I saw bands from Europe, America and Africa. My only regret was that there weren't any Chinese people with whom to share the excitement. I wondered why we didn't have the same kind of events back in China. People in China need it and we should bring Chinese bands to festivals in other countries such as Roskilde, I thought at the time. I knew we certainly had enough talented musicians to share and show with the rest of the world.
Later on I learned that the whole summer is a festival season for Europeans. Stages and tents are set up all over the continent.

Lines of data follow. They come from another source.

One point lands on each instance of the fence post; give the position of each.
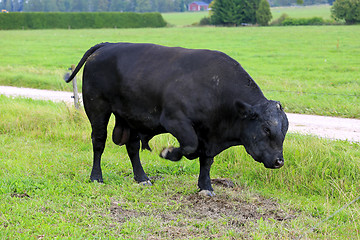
(76, 95)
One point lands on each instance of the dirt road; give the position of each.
(324, 127)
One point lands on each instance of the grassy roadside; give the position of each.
(186, 19)
(309, 69)
(46, 160)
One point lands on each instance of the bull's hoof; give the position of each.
(145, 183)
(171, 153)
(207, 193)
(164, 153)
(97, 180)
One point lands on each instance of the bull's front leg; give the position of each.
(181, 128)
(133, 147)
(204, 181)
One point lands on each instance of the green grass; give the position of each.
(45, 193)
(189, 18)
(303, 11)
(310, 69)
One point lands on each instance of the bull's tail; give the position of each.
(88, 53)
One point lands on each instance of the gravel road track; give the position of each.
(323, 127)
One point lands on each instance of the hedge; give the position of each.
(44, 20)
(303, 21)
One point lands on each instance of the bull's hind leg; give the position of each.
(99, 118)
(204, 182)
(133, 147)
(180, 127)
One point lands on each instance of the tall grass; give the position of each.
(46, 160)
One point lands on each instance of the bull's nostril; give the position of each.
(279, 163)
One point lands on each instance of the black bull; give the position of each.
(204, 98)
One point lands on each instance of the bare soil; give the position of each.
(234, 207)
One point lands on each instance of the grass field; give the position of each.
(190, 18)
(45, 165)
(46, 152)
(312, 69)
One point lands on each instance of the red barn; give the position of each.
(198, 6)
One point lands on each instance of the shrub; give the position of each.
(279, 21)
(303, 21)
(263, 13)
(42, 20)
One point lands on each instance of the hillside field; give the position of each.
(310, 69)
(46, 152)
(191, 18)
(46, 158)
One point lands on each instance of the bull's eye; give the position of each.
(267, 131)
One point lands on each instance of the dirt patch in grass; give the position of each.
(232, 209)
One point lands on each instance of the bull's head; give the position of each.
(263, 133)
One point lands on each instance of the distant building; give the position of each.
(198, 6)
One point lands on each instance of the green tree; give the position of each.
(348, 10)
(263, 14)
(50, 6)
(234, 12)
(102, 6)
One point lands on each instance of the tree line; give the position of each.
(96, 5)
(118, 5)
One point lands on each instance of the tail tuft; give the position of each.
(67, 77)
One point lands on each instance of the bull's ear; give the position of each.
(244, 110)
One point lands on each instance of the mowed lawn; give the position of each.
(46, 152)
(186, 19)
(310, 69)
(46, 158)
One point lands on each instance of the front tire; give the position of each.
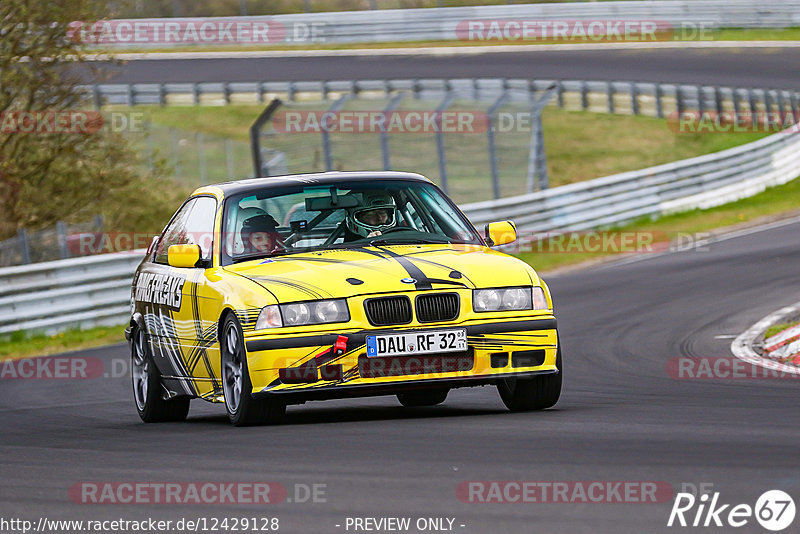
(147, 390)
(430, 397)
(536, 393)
(243, 409)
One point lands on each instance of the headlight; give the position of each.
(270, 317)
(319, 312)
(509, 299)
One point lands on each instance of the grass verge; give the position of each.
(17, 345)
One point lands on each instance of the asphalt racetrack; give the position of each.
(622, 417)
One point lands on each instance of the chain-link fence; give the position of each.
(226, 8)
(63, 241)
(474, 149)
(455, 143)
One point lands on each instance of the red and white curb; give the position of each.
(742, 346)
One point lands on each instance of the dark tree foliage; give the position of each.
(71, 174)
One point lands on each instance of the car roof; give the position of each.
(320, 178)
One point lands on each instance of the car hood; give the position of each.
(338, 273)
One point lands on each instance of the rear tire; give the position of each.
(536, 393)
(243, 409)
(430, 397)
(148, 393)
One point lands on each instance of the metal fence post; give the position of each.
(781, 100)
(229, 158)
(260, 92)
(384, 135)
(440, 142)
(560, 92)
(61, 232)
(201, 157)
(492, 148)
(24, 246)
(537, 160)
(634, 98)
(737, 103)
(584, 96)
(326, 136)
(98, 97)
(176, 161)
(659, 101)
(701, 101)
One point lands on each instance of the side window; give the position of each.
(193, 225)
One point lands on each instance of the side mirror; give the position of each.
(186, 256)
(501, 233)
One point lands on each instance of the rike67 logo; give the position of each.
(774, 510)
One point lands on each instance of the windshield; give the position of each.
(286, 220)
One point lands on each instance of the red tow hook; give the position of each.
(340, 347)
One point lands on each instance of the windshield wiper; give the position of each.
(265, 255)
(407, 241)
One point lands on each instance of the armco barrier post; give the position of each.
(61, 232)
(659, 101)
(448, 99)
(24, 246)
(610, 96)
(492, 149)
(384, 135)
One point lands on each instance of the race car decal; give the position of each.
(161, 289)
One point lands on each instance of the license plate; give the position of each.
(426, 342)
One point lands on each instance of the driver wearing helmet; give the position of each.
(260, 234)
(376, 214)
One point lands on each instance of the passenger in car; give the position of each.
(377, 214)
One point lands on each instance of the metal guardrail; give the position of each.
(434, 24)
(638, 98)
(79, 292)
(700, 182)
(96, 289)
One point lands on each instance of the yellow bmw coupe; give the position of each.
(266, 292)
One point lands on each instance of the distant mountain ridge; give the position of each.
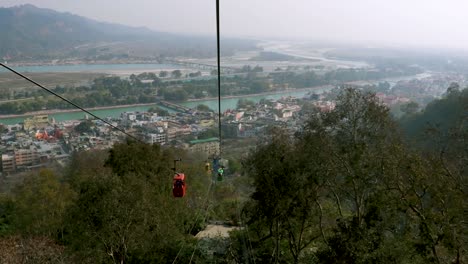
(32, 33)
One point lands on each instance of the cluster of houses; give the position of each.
(40, 140)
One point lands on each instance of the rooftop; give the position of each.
(198, 141)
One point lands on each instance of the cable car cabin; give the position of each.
(178, 187)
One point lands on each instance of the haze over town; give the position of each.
(418, 23)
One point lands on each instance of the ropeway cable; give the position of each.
(68, 101)
(219, 74)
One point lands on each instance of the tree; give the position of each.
(41, 202)
(331, 185)
(163, 74)
(203, 108)
(126, 213)
(176, 74)
(409, 108)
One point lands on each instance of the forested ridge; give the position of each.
(354, 186)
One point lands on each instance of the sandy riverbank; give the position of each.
(291, 90)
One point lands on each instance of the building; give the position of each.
(8, 163)
(26, 157)
(159, 138)
(36, 122)
(209, 146)
(175, 132)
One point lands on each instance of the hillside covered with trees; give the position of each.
(351, 187)
(30, 33)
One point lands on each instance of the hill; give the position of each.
(32, 33)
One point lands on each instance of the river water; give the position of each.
(227, 103)
(104, 68)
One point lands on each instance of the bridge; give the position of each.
(175, 107)
(201, 66)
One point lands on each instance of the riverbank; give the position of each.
(260, 94)
(57, 111)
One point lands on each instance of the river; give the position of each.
(101, 68)
(226, 103)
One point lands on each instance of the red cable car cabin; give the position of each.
(178, 187)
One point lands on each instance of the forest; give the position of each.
(354, 186)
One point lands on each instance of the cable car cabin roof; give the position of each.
(179, 176)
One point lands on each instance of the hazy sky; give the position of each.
(428, 23)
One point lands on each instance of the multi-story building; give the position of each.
(209, 146)
(158, 138)
(8, 163)
(26, 157)
(36, 122)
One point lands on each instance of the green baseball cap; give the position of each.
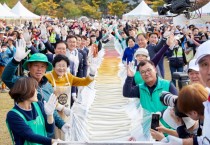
(38, 57)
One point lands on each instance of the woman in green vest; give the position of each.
(29, 121)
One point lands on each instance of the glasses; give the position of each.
(146, 71)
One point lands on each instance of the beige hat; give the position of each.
(142, 51)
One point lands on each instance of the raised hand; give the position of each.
(21, 52)
(43, 31)
(49, 107)
(131, 69)
(171, 41)
(26, 36)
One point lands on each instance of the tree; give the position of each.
(117, 8)
(71, 10)
(48, 8)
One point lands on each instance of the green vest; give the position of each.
(138, 78)
(52, 38)
(37, 125)
(179, 52)
(152, 102)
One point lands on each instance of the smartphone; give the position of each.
(155, 121)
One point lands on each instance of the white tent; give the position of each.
(23, 12)
(142, 10)
(5, 5)
(6, 14)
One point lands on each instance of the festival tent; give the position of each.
(141, 11)
(6, 14)
(23, 12)
(5, 5)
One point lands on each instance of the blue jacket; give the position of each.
(6, 56)
(44, 90)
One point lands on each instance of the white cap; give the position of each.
(142, 51)
(172, 123)
(203, 50)
(193, 66)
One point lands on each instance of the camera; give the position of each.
(169, 99)
(182, 78)
(176, 7)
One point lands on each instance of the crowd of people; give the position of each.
(41, 63)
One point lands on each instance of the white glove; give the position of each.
(21, 50)
(172, 140)
(49, 107)
(26, 36)
(65, 128)
(67, 111)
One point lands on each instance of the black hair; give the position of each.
(60, 57)
(144, 62)
(153, 33)
(71, 36)
(60, 42)
(130, 37)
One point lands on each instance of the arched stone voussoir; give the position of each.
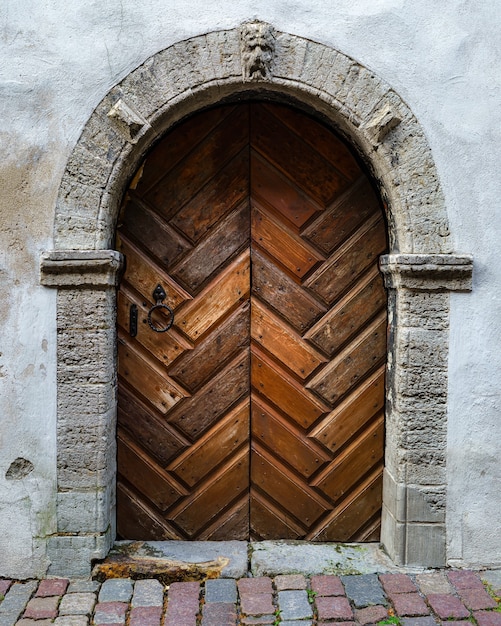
(255, 60)
(205, 69)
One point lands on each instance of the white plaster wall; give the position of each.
(58, 61)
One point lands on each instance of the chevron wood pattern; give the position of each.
(260, 413)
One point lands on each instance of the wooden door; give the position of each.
(259, 414)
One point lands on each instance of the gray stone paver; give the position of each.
(418, 621)
(219, 601)
(77, 604)
(364, 590)
(434, 582)
(116, 590)
(221, 590)
(148, 592)
(294, 605)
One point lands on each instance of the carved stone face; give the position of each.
(258, 44)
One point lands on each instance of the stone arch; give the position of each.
(420, 269)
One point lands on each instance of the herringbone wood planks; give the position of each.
(259, 413)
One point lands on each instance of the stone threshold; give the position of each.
(180, 561)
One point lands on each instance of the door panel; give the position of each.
(259, 414)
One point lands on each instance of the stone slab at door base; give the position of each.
(421, 269)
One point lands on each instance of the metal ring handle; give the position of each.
(158, 329)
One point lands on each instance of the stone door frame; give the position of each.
(420, 270)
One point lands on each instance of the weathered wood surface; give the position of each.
(260, 413)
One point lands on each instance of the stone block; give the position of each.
(447, 606)
(364, 590)
(333, 608)
(145, 616)
(116, 590)
(77, 604)
(71, 556)
(425, 544)
(409, 605)
(433, 582)
(289, 581)
(52, 587)
(221, 590)
(294, 605)
(327, 585)
(149, 592)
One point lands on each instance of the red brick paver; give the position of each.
(487, 618)
(409, 605)
(42, 608)
(110, 613)
(333, 607)
(397, 583)
(52, 587)
(447, 606)
(327, 586)
(477, 599)
(146, 616)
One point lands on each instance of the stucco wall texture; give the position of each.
(58, 62)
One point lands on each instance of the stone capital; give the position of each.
(427, 272)
(80, 268)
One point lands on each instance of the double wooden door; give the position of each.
(259, 413)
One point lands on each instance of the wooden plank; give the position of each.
(150, 382)
(165, 347)
(293, 498)
(229, 289)
(212, 354)
(148, 478)
(282, 342)
(147, 428)
(209, 503)
(345, 521)
(361, 251)
(281, 438)
(181, 140)
(137, 521)
(196, 415)
(214, 448)
(350, 314)
(191, 174)
(267, 521)
(283, 295)
(348, 212)
(319, 137)
(355, 461)
(143, 275)
(282, 245)
(279, 194)
(224, 192)
(283, 392)
(222, 243)
(152, 234)
(352, 413)
(234, 526)
(366, 353)
(295, 158)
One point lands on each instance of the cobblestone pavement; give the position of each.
(454, 597)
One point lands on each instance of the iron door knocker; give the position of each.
(159, 296)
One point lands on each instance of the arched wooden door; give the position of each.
(259, 414)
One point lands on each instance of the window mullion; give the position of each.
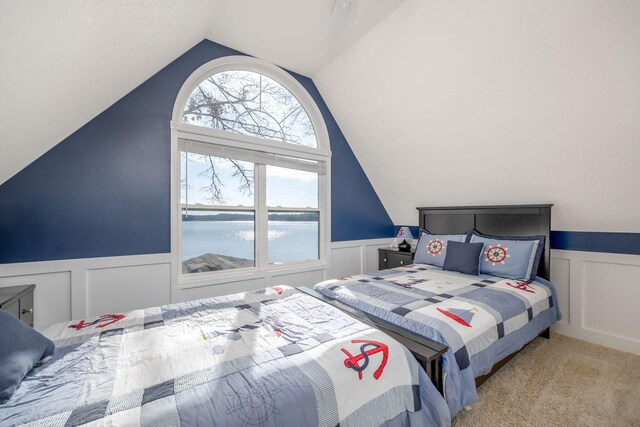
(262, 217)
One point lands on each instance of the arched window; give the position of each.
(252, 179)
(249, 103)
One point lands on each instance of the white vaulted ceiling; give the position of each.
(62, 62)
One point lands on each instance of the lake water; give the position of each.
(288, 240)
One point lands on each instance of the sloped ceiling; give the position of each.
(63, 62)
(465, 102)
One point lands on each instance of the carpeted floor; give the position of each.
(560, 382)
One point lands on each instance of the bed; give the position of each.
(438, 305)
(269, 357)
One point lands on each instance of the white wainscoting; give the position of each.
(598, 293)
(599, 296)
(356, 256)
(83, 288)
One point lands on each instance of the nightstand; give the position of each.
(18, 300)
(392, 258)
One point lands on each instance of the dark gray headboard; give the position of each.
(507, 220)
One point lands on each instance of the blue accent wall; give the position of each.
(105, 190)
(615, 243)
(586, 241)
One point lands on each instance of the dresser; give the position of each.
(18, 300)
(392, 258)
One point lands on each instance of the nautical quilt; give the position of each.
(480, 318)
(273, 357)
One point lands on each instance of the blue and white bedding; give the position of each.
(482, 319)
(274, 357)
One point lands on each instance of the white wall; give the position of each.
(598, 296)
(494, 102)
(84, 288)
(597, 293)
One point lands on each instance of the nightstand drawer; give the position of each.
(389, 258)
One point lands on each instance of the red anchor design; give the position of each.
(353, 362)
(101, 322)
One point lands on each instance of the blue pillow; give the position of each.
(512, 259)
(536, 261)
(21, 347)
(463, 257)
(432, 248)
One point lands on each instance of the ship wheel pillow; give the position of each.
(510, 257)
(432, 248)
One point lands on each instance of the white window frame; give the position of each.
(221, 142)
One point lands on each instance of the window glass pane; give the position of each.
(210, 180)
(291, 188)
(217, 240)
(251, 104)
(293, 236)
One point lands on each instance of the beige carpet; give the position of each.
(560, 382)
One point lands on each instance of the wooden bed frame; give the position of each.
(498, 220)
(505, 220)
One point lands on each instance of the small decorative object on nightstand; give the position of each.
(391, 258)
(18, 300)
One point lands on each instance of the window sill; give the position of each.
(241, 274)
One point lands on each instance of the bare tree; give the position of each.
(251, 104)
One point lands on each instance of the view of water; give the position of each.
(288, 240)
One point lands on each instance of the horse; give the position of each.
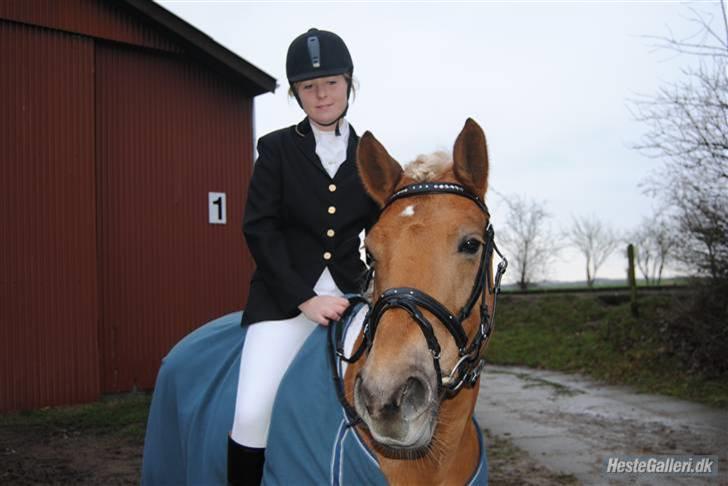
(401, 395)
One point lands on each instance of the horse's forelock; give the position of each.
(428, 167)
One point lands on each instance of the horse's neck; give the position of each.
(455, 450)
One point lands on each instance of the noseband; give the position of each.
(467, 370)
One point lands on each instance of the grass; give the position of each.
(597, 337)
(123, 415)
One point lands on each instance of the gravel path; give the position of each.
(571, 425)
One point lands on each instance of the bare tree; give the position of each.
(654, 243)
(527, 238)
(688, 131)
(594, 240)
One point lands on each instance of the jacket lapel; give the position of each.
(306, 143)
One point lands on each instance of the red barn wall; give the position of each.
(48, 308)
(110, 140)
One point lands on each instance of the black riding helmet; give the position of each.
(316, 54)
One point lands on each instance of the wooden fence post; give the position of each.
(632, 281)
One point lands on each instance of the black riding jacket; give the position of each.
(299, 220)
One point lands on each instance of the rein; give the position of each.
(471, 361)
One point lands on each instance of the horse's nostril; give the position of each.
(413, 397)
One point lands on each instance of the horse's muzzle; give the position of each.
(399, 416)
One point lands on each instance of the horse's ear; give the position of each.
(470, 158)
(379, 172)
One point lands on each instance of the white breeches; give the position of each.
(269, 348)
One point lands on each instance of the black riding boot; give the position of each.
(245, 464)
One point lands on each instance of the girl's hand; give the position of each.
(324, 308)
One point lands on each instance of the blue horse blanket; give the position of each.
(310, 439)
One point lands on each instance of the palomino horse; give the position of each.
(430, 245)
(406, 399)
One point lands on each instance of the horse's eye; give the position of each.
(469, 246)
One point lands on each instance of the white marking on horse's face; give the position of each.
(408, 211)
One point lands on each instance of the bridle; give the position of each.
(471, 361)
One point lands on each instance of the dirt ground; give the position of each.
(54, 455)
(44, 454)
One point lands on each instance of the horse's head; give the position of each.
(433, 244)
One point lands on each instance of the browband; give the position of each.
(435, 188)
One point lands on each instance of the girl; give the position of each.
(305, 210)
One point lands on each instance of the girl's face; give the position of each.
(323, 99)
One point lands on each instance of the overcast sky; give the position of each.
(548, 81)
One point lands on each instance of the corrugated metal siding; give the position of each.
(94, 18)
(48, 310)
(168, 133)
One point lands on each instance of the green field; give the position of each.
(596, 335)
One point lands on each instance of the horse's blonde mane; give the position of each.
(428, 167)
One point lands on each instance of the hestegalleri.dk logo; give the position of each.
(669, 465)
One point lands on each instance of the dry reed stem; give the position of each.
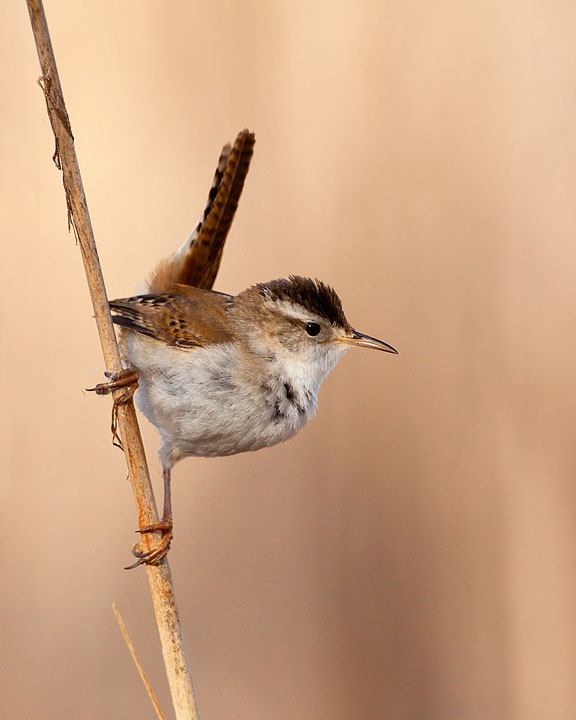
(171, 639)
(137, 662)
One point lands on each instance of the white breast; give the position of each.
(204, 404)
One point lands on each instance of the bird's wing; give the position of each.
(196, 263)
(189, 319)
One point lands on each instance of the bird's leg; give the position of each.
(125, 378)
(153, 557)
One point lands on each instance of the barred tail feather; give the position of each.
(197, 261)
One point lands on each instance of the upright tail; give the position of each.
(197, 261)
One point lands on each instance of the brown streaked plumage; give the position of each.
(220, 374)
(189, 318)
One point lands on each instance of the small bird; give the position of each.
(223, 374)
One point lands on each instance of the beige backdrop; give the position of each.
(411, 555)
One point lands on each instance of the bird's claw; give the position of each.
(127, 379)
(154, 556)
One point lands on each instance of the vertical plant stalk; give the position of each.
(161, 587)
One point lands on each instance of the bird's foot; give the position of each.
(153, 557)
(127, 379)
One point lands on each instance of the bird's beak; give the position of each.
(361, 340)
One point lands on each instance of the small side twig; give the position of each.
(137, 662)
(162, 590)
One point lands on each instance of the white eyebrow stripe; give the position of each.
(296, 312)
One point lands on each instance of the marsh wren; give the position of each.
(223, 374)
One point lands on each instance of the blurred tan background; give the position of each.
(410, 555)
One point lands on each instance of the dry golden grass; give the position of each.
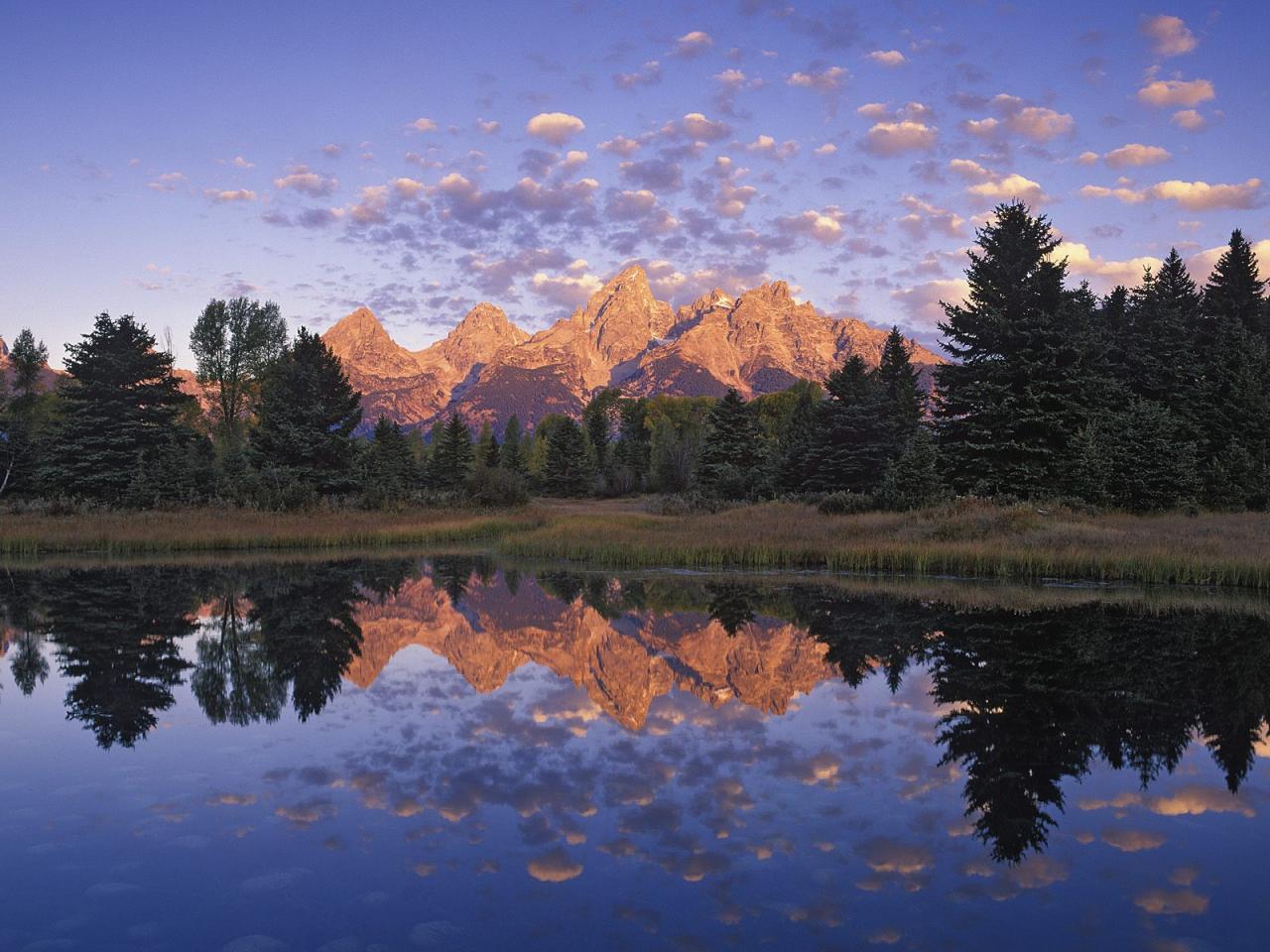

In the following years, I learned about the Beijing Midi Festival, Helanshan Festival and Strawberry Festival. Perhaps China will soon have a booming season for music festivals to rival Europe and North America's. Overseas bands are coming to our festivals and Chinese bands have stepped on the stages abroad as well.
Chinese people are familiar with the slogan of "Let Chinese culture go abroad". However, there seems to be some misunderstanding, with many mistakenly thinking that "Chinese culture" only means traditional Chinese culture.
Take Confucius Institutes for example, which have been playing an increasingly important role in promoting Chinese language and spreading Chinese culture. There are 300 around the world. They teach calligraphy and paper cutting, and put on the richly-costumed singing and dancing performances. But these kinds of culture activities are not so popular in today's China.
Confucius Institutes are still quite new and it's understandable that they start with some easy-to-do projects and easy-to-access resources. But it is necessary to go beyond such obvious projects. Why don't Confucius Institutes take more current culture abroad, such as Chinese bands?
The Goethe Institute brings German bands to China because modern music is an important window into how German young people think and live nowadays. Modern music is one of the most resonant ways to bring young people together.
If Confucius Institutes did the same with Chinese bands it would help tell the world how far China has come since the time of long pigtails and gowns or the blue and gray uniforms of the 1960s, helping to dispel some of the stereotypes held by those who know little about today's China.
Undoubtedly it makes much more sense to understand a culture through its current forms of expression instead of staring at museum items. But the traditional and the modern don't have to stand on two ends of an axis of time. There must be some integration, bringing together both tradition and modernity.
The popularity of a culture depends on a healthy cultural market. China's modern cultural market is more than healthy -it's positively thriving. With their government support and wealth of resources, Confucius Institutes could and should play a stronger role in maintaining this China's thriving modern culture and sharing it with the rest of the world.